Thursday, June 18, 2009

The Right Brain Approach – A Whole New Mind

I just finished Daniel H. Pink’s book “A Whole New Mind: Why Right-Brainers Will Rule the Future.” In it he talks about how the left hemisphere of the brain handles logic, sequence, literalness, and analysis. The right takes care of synthesis, emotional expression, context, and the big picture. (p. 25) He makes the case that in the future our society and our economy will increasingly become built more and more on right-directed thinking. Here’s an illustration from his book (p.50):
“When economies and societies depended on factories and mass production, left-brained thinking ruled. Then, as we moved to knowledge work, right-directed thinking took hold, though still second to left-directed thinking. As we continue to evolve, right-directed thinking is beginning to achieve social and economic parity. Left-directed thinking is still indispensable, but not sufficient. In the current age, we need a whole new mind. “(p. 50-51)

He goes on to say that you must think about what you’re doing to earn a living and ask yourself three questions:

1. Can someone overseas do it cheaper?
2. Can a computer do it faster?
3. Is what I’m offering in demand in an age of abundance?

This book was another example of why schools need to embrace the right-directed concept as much as left-directed thinking if we are really going to prepare our children for the future. With what I’ve witnessed over the past ten years in my own sons’ public schools, I’d say that left-directed teaching is much more prevalent than right-directed learning. We are a competitive, numbers-driven society, after all, so it’s no surprise the easily tested, regurgitated standards-based scholastic goals win out again and again over the artistic, subjective, performance-based objectives.

Another good read which speaks to this same point is Sir Ken Robinson’s “The Element: How Finding Your Passion Changes Everything.” You can also check out his TED lecture here: about how schools kill creativity in children.

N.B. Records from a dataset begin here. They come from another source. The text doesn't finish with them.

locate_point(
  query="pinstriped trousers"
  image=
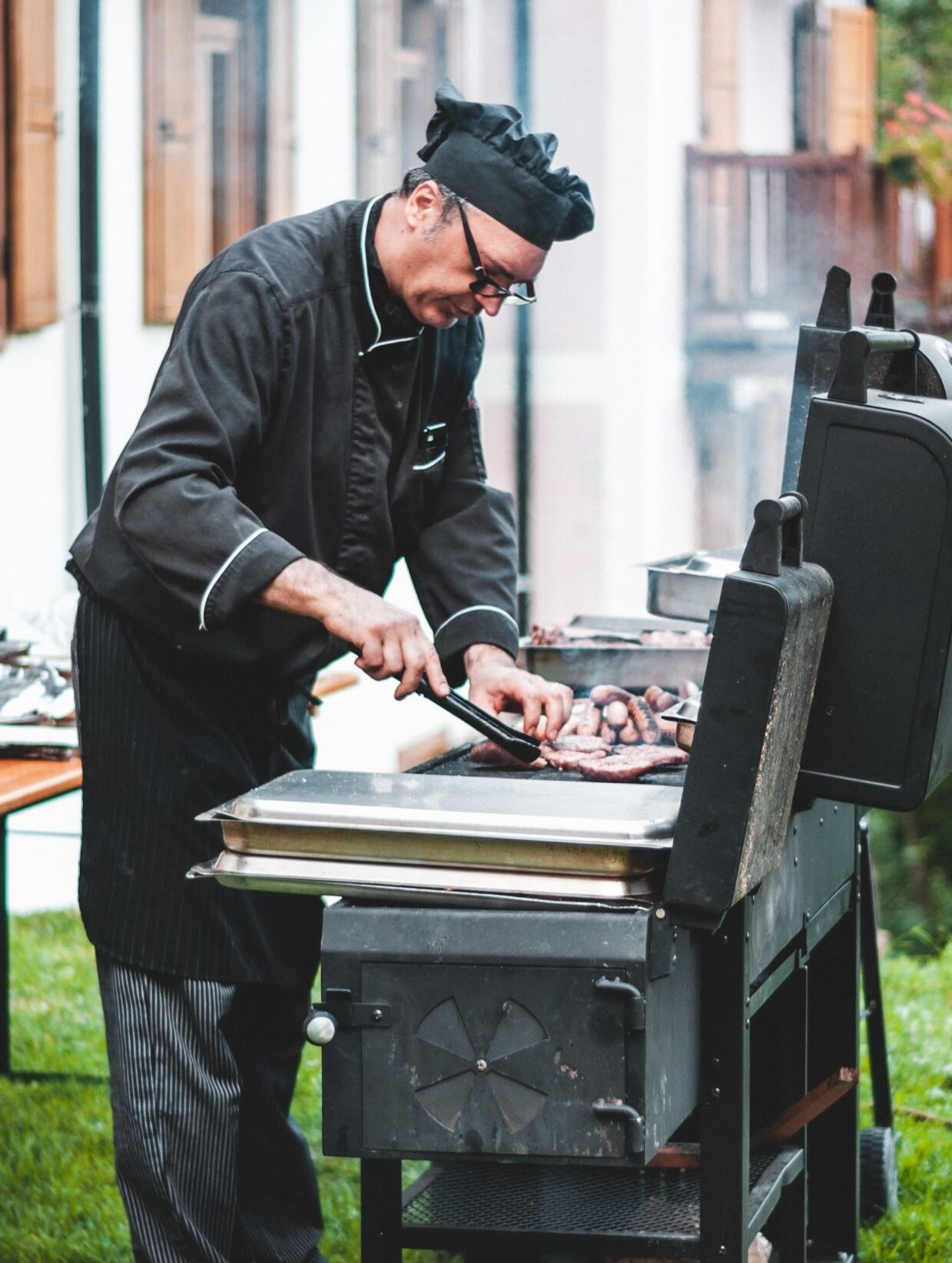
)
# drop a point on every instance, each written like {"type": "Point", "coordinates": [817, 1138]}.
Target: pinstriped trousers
{"type": "Point", "coordinates": [210, 1164]}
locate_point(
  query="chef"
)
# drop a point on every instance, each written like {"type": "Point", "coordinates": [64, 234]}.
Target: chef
{"type": "Point", "coordinates": [312, 422]}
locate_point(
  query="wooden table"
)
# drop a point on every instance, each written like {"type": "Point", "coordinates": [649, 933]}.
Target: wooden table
{"type": "Point", "coordinates": [25, 783]}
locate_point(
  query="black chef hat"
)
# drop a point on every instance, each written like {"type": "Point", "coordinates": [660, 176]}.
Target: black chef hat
{"type": "Point", "coordinates": [486, 155]}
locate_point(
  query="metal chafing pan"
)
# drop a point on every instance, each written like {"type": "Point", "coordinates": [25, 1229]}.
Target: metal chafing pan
{"type": "Point", "coordinates": [418, 883]}
{"type": "Point", "coordinates": [486, 823]}
{"type": "Point", "coordinates": [690, 587]}
{"type": "Point", "coordinates": [632, 666]}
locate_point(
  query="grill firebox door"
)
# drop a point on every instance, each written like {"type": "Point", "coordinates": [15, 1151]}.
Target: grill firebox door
{"type": "Point", "coordinates": [552, 1036]}
{"type": "Point", "coordinates": [500, 1060]}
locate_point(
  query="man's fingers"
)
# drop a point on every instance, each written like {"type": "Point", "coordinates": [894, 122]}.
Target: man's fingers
{"type": "Point", "coordinates": [394, 657]}
{"type": "Point", "coordinates": [371, 658]}
{"type": "Point", "coordinates": [414, 661]}
{"type": "Point", "coordinates": [532, 715]}
{"type": "Point", "coordinates": [435, 672]}
{"type": "Point", "coordinates": [559, 707]}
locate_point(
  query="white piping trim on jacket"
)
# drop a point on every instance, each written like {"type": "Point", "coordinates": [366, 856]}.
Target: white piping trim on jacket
{"type": "Point", "coordinates": [220, 571]}
{"type": "Point", "coordinates": [376, 341]}
{"type": "Point", "coordinates": [469, 609]}
{"type": "Point", "coordinates": [431, 464]}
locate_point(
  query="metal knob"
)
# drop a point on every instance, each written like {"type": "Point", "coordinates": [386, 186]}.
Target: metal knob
{"type": "Point", "coordinates": [320, 1027]}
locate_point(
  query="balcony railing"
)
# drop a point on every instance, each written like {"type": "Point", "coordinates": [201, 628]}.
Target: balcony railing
{"type": "Point", "coordinates": [763, 230]}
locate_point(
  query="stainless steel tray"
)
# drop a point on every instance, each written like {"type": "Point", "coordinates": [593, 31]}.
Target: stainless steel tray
{"type": "Point", "coordinates": [483, 823]}
{"type": "Point", "coordinates": [404, 883]}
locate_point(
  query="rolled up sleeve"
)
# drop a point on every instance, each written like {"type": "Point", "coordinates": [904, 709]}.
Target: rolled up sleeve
{"type": "Point", "coordinates": [210, 408]}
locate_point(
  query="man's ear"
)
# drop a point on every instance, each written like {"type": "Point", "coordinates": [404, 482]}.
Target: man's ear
{"type": "Point", "coordinates": [424, 204]}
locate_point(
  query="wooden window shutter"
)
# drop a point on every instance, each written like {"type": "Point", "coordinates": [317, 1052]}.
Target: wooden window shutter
{"type": "Point", "coordinates": [851, 86]}
{"type": "Point", "coordinates": [168, 155]}
{"type": "Point", "coordinates": [280, 109]}
{"type": "Point", "coordinates": [720, 68]}
{"type": "Point", "coordinates": [32, 165]}
{"type": "Point", "coordinates": [4, 239]}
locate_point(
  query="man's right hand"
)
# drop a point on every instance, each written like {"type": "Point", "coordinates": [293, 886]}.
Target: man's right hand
{"type": "Point", "coordinates": [389, 642]}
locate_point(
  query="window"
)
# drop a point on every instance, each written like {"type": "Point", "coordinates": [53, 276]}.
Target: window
{"type": "Point", "coordinates": [834, 78]}
{"type": "Point", "coordinates": [720, 61]}
{"type": "Point", "coordinates": [406, 48]}
{"type": "Point", "coordinates": [28, 166]}
{"type": "Point", "coordinates": [219, 133]}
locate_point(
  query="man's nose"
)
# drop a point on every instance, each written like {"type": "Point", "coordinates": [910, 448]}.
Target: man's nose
{"type": "Point", "coordinates": [490, 304]}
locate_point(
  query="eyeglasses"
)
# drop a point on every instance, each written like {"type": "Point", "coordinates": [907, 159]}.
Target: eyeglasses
{"type": "Point", "coordinates": [522, 293]}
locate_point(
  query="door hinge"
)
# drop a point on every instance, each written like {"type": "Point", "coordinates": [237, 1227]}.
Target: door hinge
{"type": "Point", "coordinates": [349, 1013]}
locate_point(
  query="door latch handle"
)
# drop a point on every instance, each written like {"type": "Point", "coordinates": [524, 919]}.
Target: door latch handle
{"type": "Point", "coordinates": [634, 1123]}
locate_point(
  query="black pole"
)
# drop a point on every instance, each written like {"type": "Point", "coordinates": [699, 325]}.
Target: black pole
{"type": "Point", "coordinates": [523, 357]}
{"type": "Point", "coordinates": [90, 249]}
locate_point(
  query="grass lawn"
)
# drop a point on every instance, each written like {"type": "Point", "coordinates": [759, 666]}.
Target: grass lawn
{"type": "Point", "coordinates": [58, 1202]}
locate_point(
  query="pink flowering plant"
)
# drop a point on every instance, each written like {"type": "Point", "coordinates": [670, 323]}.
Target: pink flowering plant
{"type": "Point", "coordinates": [917, 145]}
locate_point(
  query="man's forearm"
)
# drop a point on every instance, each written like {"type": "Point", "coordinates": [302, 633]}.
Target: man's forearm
{"type": "Point", "coordinates": [304, 587]}
{"type": "Point", "coordinates": [485, 654]}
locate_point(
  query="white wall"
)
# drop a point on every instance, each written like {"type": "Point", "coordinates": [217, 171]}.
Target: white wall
{"type": "Point", "coordinates": [41, 417]}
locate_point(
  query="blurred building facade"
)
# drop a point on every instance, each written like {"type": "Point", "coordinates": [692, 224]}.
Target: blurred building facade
{"type": "Point", "coordinates": [639, 412]}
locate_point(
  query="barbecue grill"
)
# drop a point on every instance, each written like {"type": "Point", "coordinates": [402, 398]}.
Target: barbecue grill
{"type": "Point", "coordinates": [612, 1015]}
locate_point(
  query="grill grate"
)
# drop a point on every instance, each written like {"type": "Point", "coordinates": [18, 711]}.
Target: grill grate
{"type": "Point", "coordinates": [583, 1200]}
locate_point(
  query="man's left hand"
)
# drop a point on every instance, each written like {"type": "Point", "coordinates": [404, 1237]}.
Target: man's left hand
{"type": "Point", "coordinates": [496, 685]}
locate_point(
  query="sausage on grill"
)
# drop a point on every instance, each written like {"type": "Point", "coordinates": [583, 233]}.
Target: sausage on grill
{"type": "Point", "coordinates": [632, 764]}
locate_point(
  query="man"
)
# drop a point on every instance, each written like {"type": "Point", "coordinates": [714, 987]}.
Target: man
{"type": "Point", "coordinates": [311, 424]}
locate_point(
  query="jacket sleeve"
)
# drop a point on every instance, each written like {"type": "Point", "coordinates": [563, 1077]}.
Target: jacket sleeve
{"type": "Point", "coordinates": [463, 565]}
{"type": "Point", "coordinates": [176, 499]}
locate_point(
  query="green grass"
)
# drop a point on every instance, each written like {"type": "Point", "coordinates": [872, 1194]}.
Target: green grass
{"type": "Point", "coordinates": [58, 1202]}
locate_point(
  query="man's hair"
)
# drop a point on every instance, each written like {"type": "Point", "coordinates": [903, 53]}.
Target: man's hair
{"type": "Point", "coordinates": [418, 176]}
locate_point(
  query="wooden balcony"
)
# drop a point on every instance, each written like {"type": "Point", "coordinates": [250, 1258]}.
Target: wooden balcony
{"type": "Point", "coordinates": [763, 230]}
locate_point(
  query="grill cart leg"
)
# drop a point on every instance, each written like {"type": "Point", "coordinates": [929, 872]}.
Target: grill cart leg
{"type": "Point", "coordinates": [4, 959]}
{"type": "Point", "coordinates": [380, 1210]}
{"type": "Point", "coordinates": [725, 1127]}
{"type": "Point", "coordinates": [832, 1139]}
{"type": "Point", "coordinates": [879, 1184]}
{"type": "Point", "coordinates": [873, 993]}
{"type": "Point", "coordinates": [779, 1076]}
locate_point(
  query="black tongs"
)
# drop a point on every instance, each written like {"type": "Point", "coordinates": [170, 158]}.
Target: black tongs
{"type": "Point", "coordinates": [518, 744]}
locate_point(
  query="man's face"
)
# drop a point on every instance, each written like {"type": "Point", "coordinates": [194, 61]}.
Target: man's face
{"type": "Point", "coordinates": [439, 269]}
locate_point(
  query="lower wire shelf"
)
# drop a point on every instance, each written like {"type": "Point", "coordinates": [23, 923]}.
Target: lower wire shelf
{"type": "Point", "coordinates": [651, 1211]}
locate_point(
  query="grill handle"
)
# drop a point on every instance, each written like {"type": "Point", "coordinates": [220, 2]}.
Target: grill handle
{"type": "Point", "coordinates": [777, 538]}
{"type": "Point", "coordinates": [856, 347]}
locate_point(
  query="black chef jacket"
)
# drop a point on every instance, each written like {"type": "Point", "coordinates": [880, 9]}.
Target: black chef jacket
{"type": "Point", "coordinates": [298, 412]}
{"type": "Point", "coordinates": [284, 424]}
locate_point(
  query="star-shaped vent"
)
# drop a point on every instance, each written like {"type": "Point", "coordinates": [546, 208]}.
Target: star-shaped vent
{"type": "Point", "coordinates": [446, 1098]}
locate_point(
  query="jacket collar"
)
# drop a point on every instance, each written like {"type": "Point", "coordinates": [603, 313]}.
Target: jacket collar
{"type": "Point", "coordinates": [384, 320]}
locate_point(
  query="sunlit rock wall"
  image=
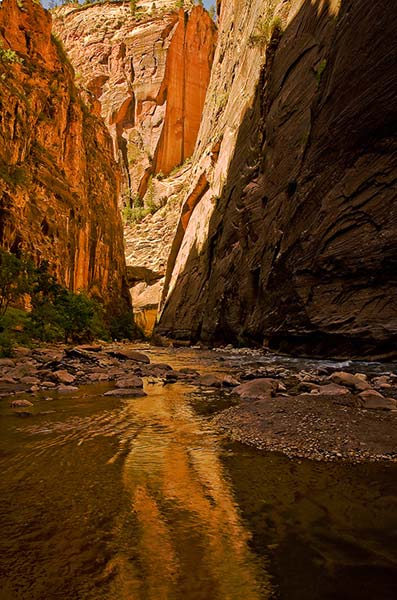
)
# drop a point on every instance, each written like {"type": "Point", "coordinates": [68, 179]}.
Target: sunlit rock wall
{"type": "Point", "coordinates": [58, 178]}
{"type": "Point", "coordinates": [147, 73]}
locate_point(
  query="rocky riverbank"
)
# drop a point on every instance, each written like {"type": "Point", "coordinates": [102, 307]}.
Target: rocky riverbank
{"type": "Point", "coordinates": [318, 412]}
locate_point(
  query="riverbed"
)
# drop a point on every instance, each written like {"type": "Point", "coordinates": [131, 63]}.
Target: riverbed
{"type": "Point", "coordinates": [144, 499]}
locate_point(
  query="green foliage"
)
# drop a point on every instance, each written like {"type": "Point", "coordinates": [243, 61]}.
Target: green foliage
{"type": "Point", "coordinates": [265, 27]}
{"type": "Point", "coordinates": [9, 56]}
{"type": "Point", "coordinates": [57, 313]}
{"type": "Point", "coordinates": [320, 70]}
{"type": "Point", "coordinates": [15, 279]}
{"type": "Point", "coordinates": [121, 327]}
{"type": "Point", "coordinates": [63, 57]}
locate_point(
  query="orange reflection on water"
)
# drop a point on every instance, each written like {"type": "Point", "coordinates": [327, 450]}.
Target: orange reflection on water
{"type": "Point", "coordinates": [191, 542]}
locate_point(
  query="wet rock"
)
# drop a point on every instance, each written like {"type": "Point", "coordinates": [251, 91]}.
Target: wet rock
{"type": "Point", "coordinates": [382, 380]}
{"type": "Point", "coordinates": [11, 388]}
{"type": "Point", "coordinates": [130, 355]}
{"type": "Point", "coordinates": [132, 381]}
{"type": "Point", "coordinates": [171, 377]}
{"type": "Point", "coordinates": [90, 348]}
{"type": "Point", "coordinates": [48, 384]}
{"type": "Point", "coordinates": [30, 380]}
{"type": "Point", "coordinates": [163, 367]}
{"type": "Point", "coordinates": [257, 389]}
{"type": "Point", "coordinates": [21, 403]}
{"type": "Point", "coordinates": [126, 393]}
{"type": "Point", "coordinates": [98, 377]}
{"type": "Point", "coordinates": [372, 400]}
{"type": "Point", "coordinates": [331, 389]}
{"type": "Point", "coordinates": [64, 377]}
{"type": "Point", "coordinates": [188, 371]}
{"type": "Point", "coordinates": [21, 351]}
{"type": "Point", "coordinates": [229, 381]}
{"type": "Point", "coordinates": [6, 362]}
{"type": "Point", "coordinates": [210, 380]}
{"type": "Point", "coordinates": [66, 389]}
{"type": "Point", "coordinates": [80, 354]}
{"type": "Point", "coordinates": [351, 381]}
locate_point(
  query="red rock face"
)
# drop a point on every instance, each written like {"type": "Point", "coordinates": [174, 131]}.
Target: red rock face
{"type": "Point", "coordinates": [148, 74]}
{"type": "Point", "coordinates": [186, 80]}
{"type": "Point", "coordinates": [58, 179]}
{"type": "Point", "coordinates": [294, 242]}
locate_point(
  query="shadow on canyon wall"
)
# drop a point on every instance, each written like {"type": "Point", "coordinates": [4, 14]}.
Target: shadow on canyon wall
{"type": "Point", "coordinates": [301, 252]}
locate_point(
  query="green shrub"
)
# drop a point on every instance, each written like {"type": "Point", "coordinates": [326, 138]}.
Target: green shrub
{"type": "Point", "coordinates": [265, 27]}
{"type": "Point", "coordinates": [9, 56]}
{"type": "Point", "coordinates": [320, 71]}
{"type": "Point", "coordinates": [16, 277]}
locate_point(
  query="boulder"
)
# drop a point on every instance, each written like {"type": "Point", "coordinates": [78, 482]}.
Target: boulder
{"type": "Point", "coordinates": [331, 389]}
{"type": "Point", "coordinates": [126, 393]}
{"type": "Point", "coordinates": [66, 389]}
{"type": "Point", "coordinates": [20, 403]}
{"type": "Point", "coordinates": [257, 389]}
{"type": "Point", "coordinates": [132, 381]}
{"type": "Point", "coordinates": [30, 380]}
{"type": "Point", "coordinates": [354, 382]}
{"type": "Point", "coordinates": [130, 355]}
{"type": "Point", "coordinates": [210, 380]}
{"type": "Point", "coordinates": [64, 377]}
{"type": "Point", "coordinates": [372, 400]}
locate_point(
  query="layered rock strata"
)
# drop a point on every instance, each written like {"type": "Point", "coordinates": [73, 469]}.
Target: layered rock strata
{"type": "Point", "coordinates": [288, 232]}
{"type": "Point", "coordinates": [58, 178]}
{"type": "Point", "coordinates": [147, 72]}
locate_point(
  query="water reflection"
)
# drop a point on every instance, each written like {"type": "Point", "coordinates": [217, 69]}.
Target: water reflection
{"type": "Point", "coordinates": [190, 540]}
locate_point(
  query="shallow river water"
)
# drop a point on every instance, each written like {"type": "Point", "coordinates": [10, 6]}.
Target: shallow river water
{"type": "Point", "coordinates": [113, 499]}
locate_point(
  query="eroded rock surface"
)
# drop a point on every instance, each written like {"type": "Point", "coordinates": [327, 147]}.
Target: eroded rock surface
{"type": "Point", "coordinates": [287, 234]}
{"type": "Point", "coordinates": [58, 179]}
{"type": "Point", "coordinates": [148, 74]}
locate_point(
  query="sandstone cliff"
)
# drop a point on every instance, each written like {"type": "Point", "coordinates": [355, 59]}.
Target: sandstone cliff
{"type": "Point", "coordinates": [288, 232]}
{"type": "Point", "coordinates": [148, 74]}
{"type": "Point", "coordinates": [58, 179]}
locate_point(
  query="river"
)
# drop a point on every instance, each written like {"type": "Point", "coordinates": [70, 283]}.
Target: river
{"type": "Point", "coordinates": [143, 499]}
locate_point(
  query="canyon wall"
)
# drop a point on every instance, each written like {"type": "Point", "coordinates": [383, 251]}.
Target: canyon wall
{"type": "Point", "coordinates": [147, 72]}
{"type": "Point", "coordinates": [287, 236]}
{"type": "Point", "coordinates": [58, 178]}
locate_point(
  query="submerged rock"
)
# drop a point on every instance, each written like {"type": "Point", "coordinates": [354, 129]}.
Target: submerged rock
{"type": "Point", "coordinates": [126, 393]}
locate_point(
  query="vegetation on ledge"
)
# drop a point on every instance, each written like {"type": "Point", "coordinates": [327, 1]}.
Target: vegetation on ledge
{"type": "Point", "coordinates": [55, 313]}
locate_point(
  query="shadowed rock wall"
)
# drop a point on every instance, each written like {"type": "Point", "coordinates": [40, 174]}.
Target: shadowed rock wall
{"type": "Point", "coordinates": [147, 73]}
{"type": "Point", "coordinates": [292, 240]}
{"type": "Point", "coordinates": [58, 179]}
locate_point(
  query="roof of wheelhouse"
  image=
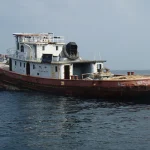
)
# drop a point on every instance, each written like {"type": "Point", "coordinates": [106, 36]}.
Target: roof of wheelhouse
{"type": "Point", "coordinates": [31, 34]}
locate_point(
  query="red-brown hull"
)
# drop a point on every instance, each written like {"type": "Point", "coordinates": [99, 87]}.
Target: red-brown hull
{"type": "Point", "coordinates": [92, 88]}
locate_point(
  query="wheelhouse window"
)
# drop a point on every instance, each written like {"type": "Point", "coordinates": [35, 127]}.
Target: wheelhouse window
{"type": "Point", "coordinates": [22, 48]}
{"type": "Point", "coordinates": [33, 66]}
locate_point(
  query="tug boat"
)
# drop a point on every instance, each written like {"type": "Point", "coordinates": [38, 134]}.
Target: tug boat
{"type": "Point", "coordinates": [43, 62]}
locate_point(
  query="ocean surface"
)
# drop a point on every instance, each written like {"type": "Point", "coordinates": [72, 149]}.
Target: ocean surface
{"type": "Point", "coordinates": [37, 121]}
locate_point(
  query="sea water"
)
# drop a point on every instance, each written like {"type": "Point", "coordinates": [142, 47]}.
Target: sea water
{"type": "Point", "coordinates": [37, 121]}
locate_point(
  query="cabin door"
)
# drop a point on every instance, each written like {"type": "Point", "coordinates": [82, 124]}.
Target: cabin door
{"type": "Point", "coordinates": [28, 68]}
{"type": "Point", "coordinates": [66, 72]}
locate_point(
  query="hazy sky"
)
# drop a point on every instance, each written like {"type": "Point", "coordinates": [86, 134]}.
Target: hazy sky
{"type": "Point", "coordinates": [115, 30]}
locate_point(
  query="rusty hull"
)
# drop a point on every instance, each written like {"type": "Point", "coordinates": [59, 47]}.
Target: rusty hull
{"type": "Point", "coordinates": [111, 89]}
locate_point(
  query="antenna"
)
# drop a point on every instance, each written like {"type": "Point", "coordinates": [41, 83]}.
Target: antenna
{"type": "Point", "coordinates": [99, 56]}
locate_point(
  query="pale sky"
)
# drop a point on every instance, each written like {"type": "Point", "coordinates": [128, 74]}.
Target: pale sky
{"type": "Point", "coordinates": [114, 30]}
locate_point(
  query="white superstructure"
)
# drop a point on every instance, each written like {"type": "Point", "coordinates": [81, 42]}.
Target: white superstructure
{"type": "Point", "coordinates": [47, 56]}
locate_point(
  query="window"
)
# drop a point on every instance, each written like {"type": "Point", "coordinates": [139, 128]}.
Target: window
{"type": "Point", "coordinates": [22, 48]}
{"type": "Point", "coordinates": [33, 66]}
{"type": "Point", "coordinates": [56, 69]}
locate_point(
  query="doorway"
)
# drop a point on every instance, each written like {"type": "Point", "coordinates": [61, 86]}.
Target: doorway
{"type": "Point", "coordinates": [66, 72]}
{"type": "Point", "coordinates": [28, 68]}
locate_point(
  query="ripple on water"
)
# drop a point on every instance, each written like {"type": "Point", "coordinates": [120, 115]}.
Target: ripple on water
{"type": "Point", "coordinates": [31, 120]}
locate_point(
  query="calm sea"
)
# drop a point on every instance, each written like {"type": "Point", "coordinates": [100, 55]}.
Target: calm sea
{"type": "Point", "coordinates": [37, 121]}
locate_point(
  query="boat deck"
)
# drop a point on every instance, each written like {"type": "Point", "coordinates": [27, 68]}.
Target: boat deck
{"type": "Point", "coordinates": [116, 77]}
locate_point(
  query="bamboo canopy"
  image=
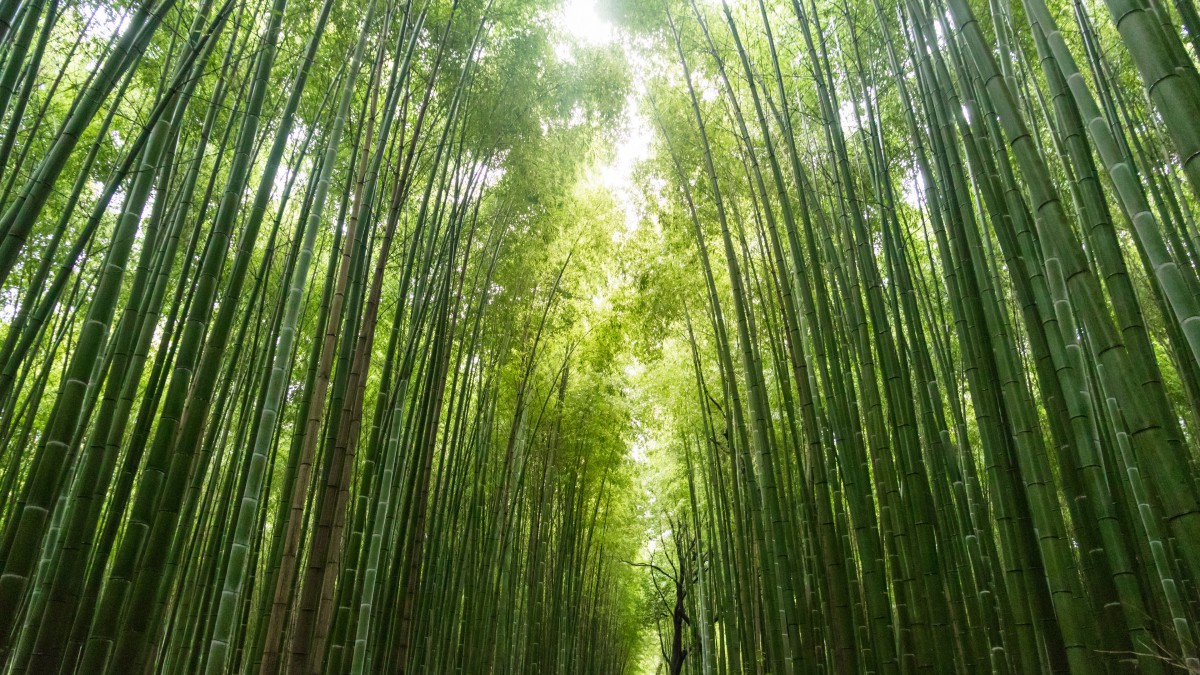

I recommend “A Whole New Mind” to teachers, parents, older students and business people. Maybe it could be recommended at a staff or business meeting to spark discussion?


  1. The book sounds wonderful Kerry! It sounds exactly what we are trying to do at Nueva Hoja. Sustainability is the BIG buzz word. I believe it applies to more than just conservation. Daniel H. Pink gets it...and has applied it to education. It's important to integrate both sides. The truth lies in the middle, right. Creativity is key. Sounds like a MUST READ.

  2. Great job (as always)! Have you read any of the articles/books by Dr. Lawrence Diller out of Walnut Creek? Several parents that I know have gone to him for their own children. Have you read his book "The Last Normal Child?" I completely agree with the original reason that he even wrote this book. Some of his opinions mirror your view on things. Here's a link to one of his articles: on the rampant use of ADD medication on college campuses.

    Like Madeline Levine, I've found some of Diller's articles and comments to be thought provoking and a time to pause (and an occasional phantom pat on my own back).

    My two older sons are now home from college. Two different students, two very different colleges, two different first year experiences. I wasn't at all concerned about the academics. I was more concerned about whether they could survive (literally) the "college experience." To be quite frank, my husband and I were quite concerned that the high school peer climate seemed to focus so much on the "college experience." The most important asset that they learned and acquired from their k - 12 public education in my opinion - adult connections, mentors and role models. By the way, our boys did not take any of the SAT and other college test prep programs.

  3. I definitely would recommend this book to anybody in education and business. The world truly is changing, and I'm a firm believer that we need to be educating ourselves, and our children, to adapt and excel in the new realities of our world. I think Robinson's TED talk highlights this very well.